Muitas vezes algumas características disfuncionais de personalidade (irritabilidade, instabilidade, impulsividade, alterações inexplicáveis do estado de ânimo, etc) são de fato quase impossíveis de serem modificadas sem a ajuda de medicamentos específicos (ainda que muitos, por ignorância, continuem a torcer o nariz para os remédios recomendados por neurologistas e psiquiatras).

Para esses pacientes do “espectro bipolar” - e também os bipolares "clássicos" - utilizam-se via de regra, os chamados “estabilizadores do humor” (são diversos medicamentos, incluindo alguns mais conhecidos, como lítio [talvez, o mais "famoso"], carbamazepina, depakote, topiramato e ácido valpróico, para citar alguns exemplos). O objetivo é conseguir a harmonia dos “ritmos” neuronais e por conseqüência evitar as oscilações que estão na gênese de muitos dos problemas descritos. Essas pessoas ficam mais “donas de si” e menos sujeitas a estados afetivos excessivamente intensos e instáveis; menos sujeitas a emoções poderosas que as fazem agir sempre de forma passional, impulsiva, pouco ponderada e às vezes desastrosa para si e para aqueles que estão ao seu redor.
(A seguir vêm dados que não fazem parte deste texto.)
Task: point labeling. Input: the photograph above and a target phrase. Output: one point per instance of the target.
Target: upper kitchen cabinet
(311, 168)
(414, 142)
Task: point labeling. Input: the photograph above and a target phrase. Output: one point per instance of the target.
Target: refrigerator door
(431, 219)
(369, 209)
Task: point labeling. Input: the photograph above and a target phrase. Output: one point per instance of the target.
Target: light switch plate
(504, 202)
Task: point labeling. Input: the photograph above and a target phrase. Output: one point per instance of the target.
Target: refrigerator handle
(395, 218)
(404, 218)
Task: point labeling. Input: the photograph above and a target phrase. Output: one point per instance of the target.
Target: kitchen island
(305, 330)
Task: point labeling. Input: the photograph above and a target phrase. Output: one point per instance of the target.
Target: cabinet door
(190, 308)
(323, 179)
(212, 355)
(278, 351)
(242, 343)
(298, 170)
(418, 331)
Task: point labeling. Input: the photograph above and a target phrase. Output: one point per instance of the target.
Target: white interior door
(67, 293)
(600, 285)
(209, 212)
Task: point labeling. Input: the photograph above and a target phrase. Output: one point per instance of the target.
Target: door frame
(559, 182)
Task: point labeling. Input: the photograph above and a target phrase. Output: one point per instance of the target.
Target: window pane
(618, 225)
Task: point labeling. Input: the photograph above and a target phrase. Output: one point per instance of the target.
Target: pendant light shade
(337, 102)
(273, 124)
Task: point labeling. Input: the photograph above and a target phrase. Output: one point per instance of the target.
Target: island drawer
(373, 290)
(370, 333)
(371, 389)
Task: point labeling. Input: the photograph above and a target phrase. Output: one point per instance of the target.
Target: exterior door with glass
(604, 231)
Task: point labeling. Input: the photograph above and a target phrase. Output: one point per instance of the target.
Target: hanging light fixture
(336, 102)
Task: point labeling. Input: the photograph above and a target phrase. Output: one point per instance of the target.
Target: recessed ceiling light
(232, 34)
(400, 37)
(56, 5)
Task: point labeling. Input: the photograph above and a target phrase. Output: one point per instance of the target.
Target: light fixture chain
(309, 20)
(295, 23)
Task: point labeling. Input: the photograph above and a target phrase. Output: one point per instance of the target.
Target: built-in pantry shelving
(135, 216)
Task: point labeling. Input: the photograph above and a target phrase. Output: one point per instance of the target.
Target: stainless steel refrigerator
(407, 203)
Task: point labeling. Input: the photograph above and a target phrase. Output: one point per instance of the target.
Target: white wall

O Dr. Gustavo Salles Puglia Martins, da Associação Brasileira de Psiquiatria (ABP), nos diz que:

<<Esses novos conhecimentos apontam também para outro fato gravíssimo. Essas pessoas, com características bipolares, quando tomam antidepressivos inadvertidamente, podem apresentar uma infinidade de respostas inesperadas, com sintomas incomuns. O antidepressivo, isoladamente, poderá induzir nessas pessoas o agravamento dos sintomas apresentados ou o surgimento de outros problemas novos. A possibilidade de resultados desastrosos não é pequena. E o que é mais grave: via de regra não são identificados como sendo causados pelo uso do antidepressivo. Pensa-se que é apenas um agravamento do quadro inicial. Troca-se o antidepressivo ou se aumenta a dose. O resultado é cada vez pior. Dentro das diversas combinações possíveis, pode ocorrer uma mistura insuportável de sintomas como angústia, desespero, insônia incontrolável, irritabilidade intensa e pensamentos suicidas, por exemplo. Menos desagradável, mas não com conseqüências menos graves, essas pessoas também podem desenvolver a clássica mania/”euforia”: progressivo aumento de energia, diminuição da necessidade de sono e descanso, aumento da auto-estima, da coragem, da desenvoltura social, desinibição, aumento do apetite sexual, etc, que podem levar a pessoa a agir de forma inusual e de forma muito irresponsável e arriscada. Quando passa a crise, a pessoa via de regra diz não ser capaz de explicar “como foi capaz de fazer aquelas coisas”. Denominador comum é que essas pessoas ficam “aceleradas” psíquica e comportamentalmente>>.

Em resumo, o conceito de ESPECTRO BIPOLAR, chama à atenção para a existência de um grupo muito particular de pessoas, um pouco diferentes dos bipolares "clássicos". São aquelas com um "temperamento bipolar" e, portanto predispostas a vários problemas. Elas podem adoecer psiquicamente de todas as formas conhecidas, apesar de o fazerem preferencialmente de algumas formas.


Para maiores informações, pesquisar transtorno bipolar do humor, ciclotimia, mania ou TAB (Transtorno Afetivo Bipolar).